Posted by Amy Smythe on 8/27/2019 7:20:00 PM

Risk or Rescue? by Adam Moore, Head of School at Woodland Presbyterian School 

I have the honor of teaching an 8th grade Christian Leadership class each year using a book called Habitudes by Tim Elmore as the curriculum. I must say that the couple hours with our 8th graders are often the highlight of my week (not that I don’t love everything about being a Head of School).

One area that I have noticed students struggle more with over the last twenty years is in the area of perseverance, grit, and determination. When things get challenging, there is a temptation for young people (or should I say all people) to shut down or say I can’t. I much prefer the mindset of I can’t … yet (1).  

One of the most significant challenges of teaching in 2019 is finding the “sweet spot for growth.” The sweet spot is that area where students are challenged appropriately, not too easy, not too difficult. That is where real growth takes place. Educators and parents alike struggle at finding the right mix of support and challenge. I commend the article below from Tim Elmore’s Growing Leaders blog as a great resource to frame our teaching and parenting. The article “When to Risk and When to Rescue” gives advice to parents but is also applicable to teachers.

“When adults rescue kids…., they begin to give up more quickly, believing they need adults around to save them from hardship. Youth are naturally anti-fragile, and it is adults who make them fragile over time.”

Here in lies the challenge for educators knowing when to intervene and help and when to allow the struggle. We all know the line for intervention is going to be different for every child, depending on many factors. Too much support and the child does not learn how to problem solve and develop the mental muscles to overcome challenges, not enough support and the child can shut down or refuse. The article gives some practical advice on when to intervene and when to step back and allow the struggle.

Criteria as a Rule (with Some Exceptions): 

Do Not Remove Stressors and Rescue Them within the Following Criteria:

  1. When their stressor is part of a regular routine they need to manage.
  2. When their stressor is typical for a person their age.
  3. When the stressor is something that is short-term (not chronic) and they elected to do it on their own volition.
  4. When the stressor involves them forgetting a responsibility that they must learn to remember and face.

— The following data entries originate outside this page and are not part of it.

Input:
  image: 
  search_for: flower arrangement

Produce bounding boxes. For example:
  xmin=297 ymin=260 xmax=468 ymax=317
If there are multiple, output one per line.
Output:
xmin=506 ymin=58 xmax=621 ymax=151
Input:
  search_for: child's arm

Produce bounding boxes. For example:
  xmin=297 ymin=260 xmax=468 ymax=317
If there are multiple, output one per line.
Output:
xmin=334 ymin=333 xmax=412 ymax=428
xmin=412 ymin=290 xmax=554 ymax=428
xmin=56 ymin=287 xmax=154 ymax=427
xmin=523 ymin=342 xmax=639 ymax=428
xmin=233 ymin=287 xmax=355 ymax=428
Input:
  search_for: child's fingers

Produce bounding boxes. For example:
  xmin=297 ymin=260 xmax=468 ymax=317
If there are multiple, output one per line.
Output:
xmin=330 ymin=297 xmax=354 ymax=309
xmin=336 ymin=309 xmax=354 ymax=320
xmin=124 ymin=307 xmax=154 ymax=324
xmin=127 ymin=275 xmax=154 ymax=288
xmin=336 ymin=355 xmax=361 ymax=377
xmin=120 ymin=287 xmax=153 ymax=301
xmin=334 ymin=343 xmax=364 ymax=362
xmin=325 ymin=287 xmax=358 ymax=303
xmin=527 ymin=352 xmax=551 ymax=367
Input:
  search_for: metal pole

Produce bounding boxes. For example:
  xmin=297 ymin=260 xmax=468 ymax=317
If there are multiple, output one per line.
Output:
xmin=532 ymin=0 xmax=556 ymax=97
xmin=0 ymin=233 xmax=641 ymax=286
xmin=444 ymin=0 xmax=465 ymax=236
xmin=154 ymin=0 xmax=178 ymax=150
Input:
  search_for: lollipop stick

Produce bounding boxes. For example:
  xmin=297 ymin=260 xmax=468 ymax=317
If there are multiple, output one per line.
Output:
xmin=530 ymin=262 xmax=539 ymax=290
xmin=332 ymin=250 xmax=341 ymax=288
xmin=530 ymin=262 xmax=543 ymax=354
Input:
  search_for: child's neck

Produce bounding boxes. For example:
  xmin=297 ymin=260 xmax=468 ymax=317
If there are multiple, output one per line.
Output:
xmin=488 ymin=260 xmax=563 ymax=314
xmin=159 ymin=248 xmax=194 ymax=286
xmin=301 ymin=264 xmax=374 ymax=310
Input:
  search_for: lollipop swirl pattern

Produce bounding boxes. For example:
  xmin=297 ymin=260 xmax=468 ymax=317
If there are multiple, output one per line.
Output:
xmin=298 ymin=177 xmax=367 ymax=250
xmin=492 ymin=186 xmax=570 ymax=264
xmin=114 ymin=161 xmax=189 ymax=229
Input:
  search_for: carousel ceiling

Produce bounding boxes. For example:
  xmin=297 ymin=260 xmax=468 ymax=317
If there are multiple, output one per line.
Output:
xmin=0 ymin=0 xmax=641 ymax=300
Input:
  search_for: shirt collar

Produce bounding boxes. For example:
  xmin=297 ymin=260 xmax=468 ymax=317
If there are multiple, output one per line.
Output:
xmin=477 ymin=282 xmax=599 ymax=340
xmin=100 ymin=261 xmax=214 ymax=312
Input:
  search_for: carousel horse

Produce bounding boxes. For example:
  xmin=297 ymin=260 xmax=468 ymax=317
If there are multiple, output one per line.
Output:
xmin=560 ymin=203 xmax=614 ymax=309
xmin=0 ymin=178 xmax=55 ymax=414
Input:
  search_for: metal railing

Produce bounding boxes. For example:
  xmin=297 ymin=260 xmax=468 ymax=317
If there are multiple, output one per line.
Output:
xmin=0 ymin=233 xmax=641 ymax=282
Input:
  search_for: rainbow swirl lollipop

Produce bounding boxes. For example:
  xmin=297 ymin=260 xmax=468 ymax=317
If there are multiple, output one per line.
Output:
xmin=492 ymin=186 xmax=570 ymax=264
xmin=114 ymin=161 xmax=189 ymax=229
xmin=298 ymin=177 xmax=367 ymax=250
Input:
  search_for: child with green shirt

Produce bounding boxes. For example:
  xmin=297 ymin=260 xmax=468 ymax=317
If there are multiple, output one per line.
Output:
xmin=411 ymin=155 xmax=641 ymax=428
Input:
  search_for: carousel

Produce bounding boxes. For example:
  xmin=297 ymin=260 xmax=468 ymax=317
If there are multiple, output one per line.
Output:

Do Remove Stressors within the Following Criteria:

  1. When their stressor is chronic and unhealthy, such as abuse or neglect on the part of a guardian.
  2. When their stressor has caused unhealthy and destructive habits in their life.
  3. When the stressor isn’t typical for a person their age and is beyond their capacity.
  4. When the stressor is overwhelming because it’s accidental; imposed on them by someone else or unknowingly assumed by them.

I believe, most importantly, young people need adult supporters and encouragers in their life, not people that remove all the obstacles and make life easy or adults that constantly ride and point out their mistakes (which we all have made). Saying words like “you can do it”, “stick to it”,  “you got this” even when the tears are coming is no doubt a challenge. Let’s continue to partner together to ensure our students develop the mental and emotional “moxey” to reach their God-given potential in all areas of their growth.